Computer scientists at MIT have developed a new tool, named Arco, that could potentially make analog computing much more accessible. While analog programming currently means directly programming/manipulating computing hardware, Arco serves as a compiler layer bridging high-level instructions and low-level circuit specifications. It is able to take certain difficult equations known as differential equations and translate them into voltages and current flows on an analog chip.
First off, what exactly do we mean by “analog” here anyway? Essentially, it’s a machine built around computations involving continuous values and functions. When it comes to phenomena such as waves, digital computing is always only making approximations based on sampling those waves at regular discrete intervals. An analog computer takes those same waves and represents them almost literally in computer hardware. If you were representing some equation in an analog machine, you would be able to find a direct mapping between that equation and the physics of the machine itself. This is, I think, kind of mystifying and unlike how we’re taught to think of computers.
In this sense, an analog computer is by definition not a general purpose computer, but one that exists for some problem (or physical model) and that problem alone.

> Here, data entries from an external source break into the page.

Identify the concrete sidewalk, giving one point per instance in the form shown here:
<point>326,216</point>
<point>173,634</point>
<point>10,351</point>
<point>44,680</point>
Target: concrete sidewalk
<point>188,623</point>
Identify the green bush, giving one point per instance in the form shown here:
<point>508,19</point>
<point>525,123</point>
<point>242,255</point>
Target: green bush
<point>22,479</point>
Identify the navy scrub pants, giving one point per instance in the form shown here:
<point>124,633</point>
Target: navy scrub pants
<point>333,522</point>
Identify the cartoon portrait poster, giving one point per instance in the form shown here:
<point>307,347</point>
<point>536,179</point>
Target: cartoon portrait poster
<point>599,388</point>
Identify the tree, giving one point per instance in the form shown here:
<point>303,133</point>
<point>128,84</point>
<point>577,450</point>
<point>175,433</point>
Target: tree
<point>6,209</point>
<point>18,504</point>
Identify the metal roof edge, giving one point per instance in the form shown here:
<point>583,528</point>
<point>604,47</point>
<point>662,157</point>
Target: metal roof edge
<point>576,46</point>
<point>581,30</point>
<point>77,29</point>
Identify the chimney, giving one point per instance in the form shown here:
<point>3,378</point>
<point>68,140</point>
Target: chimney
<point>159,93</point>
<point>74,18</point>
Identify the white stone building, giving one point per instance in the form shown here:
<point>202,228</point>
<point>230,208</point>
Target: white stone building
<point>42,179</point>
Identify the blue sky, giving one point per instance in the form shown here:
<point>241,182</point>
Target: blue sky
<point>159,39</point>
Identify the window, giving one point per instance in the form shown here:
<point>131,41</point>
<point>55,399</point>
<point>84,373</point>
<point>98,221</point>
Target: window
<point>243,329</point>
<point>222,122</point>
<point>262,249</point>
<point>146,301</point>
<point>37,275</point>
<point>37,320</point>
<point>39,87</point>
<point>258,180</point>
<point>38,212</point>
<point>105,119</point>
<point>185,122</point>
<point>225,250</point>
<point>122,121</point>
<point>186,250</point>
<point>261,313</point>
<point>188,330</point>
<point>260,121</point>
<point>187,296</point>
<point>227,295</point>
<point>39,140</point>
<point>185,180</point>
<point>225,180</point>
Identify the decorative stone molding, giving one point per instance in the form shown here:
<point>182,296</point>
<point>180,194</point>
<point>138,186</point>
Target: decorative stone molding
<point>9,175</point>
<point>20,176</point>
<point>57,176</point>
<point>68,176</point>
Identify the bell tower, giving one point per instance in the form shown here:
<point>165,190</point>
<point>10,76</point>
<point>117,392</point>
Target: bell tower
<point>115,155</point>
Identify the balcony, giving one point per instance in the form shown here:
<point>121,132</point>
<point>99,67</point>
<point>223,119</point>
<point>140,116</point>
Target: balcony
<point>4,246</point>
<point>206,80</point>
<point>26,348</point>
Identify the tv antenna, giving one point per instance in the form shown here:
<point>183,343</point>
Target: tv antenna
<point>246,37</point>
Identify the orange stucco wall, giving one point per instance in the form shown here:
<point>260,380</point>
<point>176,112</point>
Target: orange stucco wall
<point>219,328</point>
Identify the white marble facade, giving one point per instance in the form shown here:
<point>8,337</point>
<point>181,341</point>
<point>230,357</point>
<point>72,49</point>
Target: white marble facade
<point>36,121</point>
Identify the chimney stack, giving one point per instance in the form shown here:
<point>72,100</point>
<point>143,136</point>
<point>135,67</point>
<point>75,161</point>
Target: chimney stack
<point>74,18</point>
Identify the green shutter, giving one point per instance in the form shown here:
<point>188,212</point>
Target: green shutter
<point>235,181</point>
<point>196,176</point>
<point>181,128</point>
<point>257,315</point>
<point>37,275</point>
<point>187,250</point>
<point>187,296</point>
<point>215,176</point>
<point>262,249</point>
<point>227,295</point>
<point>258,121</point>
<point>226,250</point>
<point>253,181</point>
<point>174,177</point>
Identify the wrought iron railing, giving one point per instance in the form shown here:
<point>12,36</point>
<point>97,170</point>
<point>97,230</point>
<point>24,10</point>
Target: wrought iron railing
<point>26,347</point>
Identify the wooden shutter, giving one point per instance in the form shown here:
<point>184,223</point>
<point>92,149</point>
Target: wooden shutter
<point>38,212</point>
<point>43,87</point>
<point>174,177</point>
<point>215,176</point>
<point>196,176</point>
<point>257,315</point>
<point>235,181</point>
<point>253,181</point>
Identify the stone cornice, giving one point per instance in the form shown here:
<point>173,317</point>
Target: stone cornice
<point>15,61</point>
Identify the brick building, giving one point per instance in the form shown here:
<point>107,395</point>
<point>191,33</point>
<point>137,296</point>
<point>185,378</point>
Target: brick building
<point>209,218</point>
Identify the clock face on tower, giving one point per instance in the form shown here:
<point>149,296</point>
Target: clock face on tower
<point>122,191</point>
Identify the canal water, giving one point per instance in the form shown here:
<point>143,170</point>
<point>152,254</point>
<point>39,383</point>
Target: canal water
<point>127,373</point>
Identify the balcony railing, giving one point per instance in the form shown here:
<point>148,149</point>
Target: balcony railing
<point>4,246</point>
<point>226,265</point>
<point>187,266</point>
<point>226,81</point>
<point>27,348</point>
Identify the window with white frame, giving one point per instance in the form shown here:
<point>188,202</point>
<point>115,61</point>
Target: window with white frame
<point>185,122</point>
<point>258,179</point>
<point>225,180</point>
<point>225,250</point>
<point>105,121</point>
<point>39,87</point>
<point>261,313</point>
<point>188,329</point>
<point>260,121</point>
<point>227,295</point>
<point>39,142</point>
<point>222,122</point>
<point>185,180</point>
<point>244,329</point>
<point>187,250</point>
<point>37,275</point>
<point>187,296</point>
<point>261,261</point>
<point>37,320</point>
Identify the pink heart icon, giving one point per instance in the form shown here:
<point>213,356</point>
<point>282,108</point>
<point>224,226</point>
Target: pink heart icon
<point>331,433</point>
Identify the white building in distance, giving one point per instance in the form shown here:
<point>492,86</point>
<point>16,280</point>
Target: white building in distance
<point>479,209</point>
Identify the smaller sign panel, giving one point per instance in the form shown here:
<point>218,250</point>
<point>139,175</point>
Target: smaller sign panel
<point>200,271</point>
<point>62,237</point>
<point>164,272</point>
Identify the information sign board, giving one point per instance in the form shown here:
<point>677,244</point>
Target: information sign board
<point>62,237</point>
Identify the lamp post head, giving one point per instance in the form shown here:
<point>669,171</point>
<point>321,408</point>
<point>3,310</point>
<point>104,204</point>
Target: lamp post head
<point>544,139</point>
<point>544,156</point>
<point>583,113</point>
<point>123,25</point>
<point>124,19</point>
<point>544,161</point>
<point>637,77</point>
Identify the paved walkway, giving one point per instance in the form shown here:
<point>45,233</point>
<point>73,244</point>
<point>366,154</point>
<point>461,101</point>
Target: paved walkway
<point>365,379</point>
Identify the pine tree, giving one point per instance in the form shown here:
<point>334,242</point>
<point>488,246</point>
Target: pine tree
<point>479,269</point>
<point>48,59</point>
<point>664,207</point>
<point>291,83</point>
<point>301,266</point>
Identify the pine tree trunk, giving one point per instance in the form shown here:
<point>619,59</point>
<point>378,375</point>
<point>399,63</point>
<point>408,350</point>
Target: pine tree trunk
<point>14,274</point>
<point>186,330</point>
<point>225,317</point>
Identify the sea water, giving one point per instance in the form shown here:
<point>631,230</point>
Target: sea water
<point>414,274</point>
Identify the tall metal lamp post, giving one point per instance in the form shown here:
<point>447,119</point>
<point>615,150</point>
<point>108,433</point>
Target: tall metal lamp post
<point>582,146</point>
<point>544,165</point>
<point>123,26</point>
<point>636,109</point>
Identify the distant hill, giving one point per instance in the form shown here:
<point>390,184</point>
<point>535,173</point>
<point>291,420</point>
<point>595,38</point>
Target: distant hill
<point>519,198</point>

The upshot of this is that it’s difficult to think of variables and the other abstractions we’re used to in computer programming because they don’t exist in the analog computing world. Changing the value of some parameter in an analog computation may mean twisting a literal potentiometer (a dial, basically) on a console full of dials representing different values to be computed in different ways. Rather than the 1s and 0s/yeses and nos/is and isn’ts stored by configurations of transistors, we may instead find voltages representing continuously changing values; instead of a voltage reaching a certain threshold and a value flipping from 0 to 1, the value can change from some number between 0 and 1 to some other number between 0 and 1. Which is roughly the distinction between discrete mathematics and continuous mathematics.
To go a little further, you can imagine an analog computer as a computer that does not have a fixed architecture, a property that much of the computing world is built around. In this sense, an analog computer is by definition not a general purpose computer, but one that exists for some problem (or physical model) and that problem alone. In fact, the “analog” here can be thought of as an analog computer necessarily acting as an analog of some system to be solved/modeled. If there’s anything like it in the digital world, it would be data flow programming tools like Simulink or PureData.
Anyhow, the idea behind Arco is that it’s fed differential equations of varying complexity and, in response, it spits out analog computer configurations. Owing to the difficulty of this sort of equation—which is broadly concerned with changes in dynamic systems through time—this takes a fair amount of computational effort. With the simplest set of equations the MIT group tested, consisting of just four equations commonly used in biological research, the tool took less than a minute, but with 75 equations, this went up to an hour of computation.
Still, an hour is much better than attempting to work things out by hand.
“‘Digital’ is almost synonymous with ‘computer’ today, but that’s actually kind of a shame,” notes Adrian Sampson, an assistant professor of computer science at Cornell University, in an MIT news release. “Everybody knows that analog hardware can be incredibly efficient—if we could use it productively.”
“This paper is the most promising compiler work I can remember that could let mere mortals program analog computers,” Sampson said. “The clever thing they did is to target a kind of problem where analog computing is already known to be a good match—biological simulations—and build a compiler specialized for that case. I hope [the researchers] keep pushing in this direction, to bring the untapped efficiency potential of analog components to more kinds of computing.”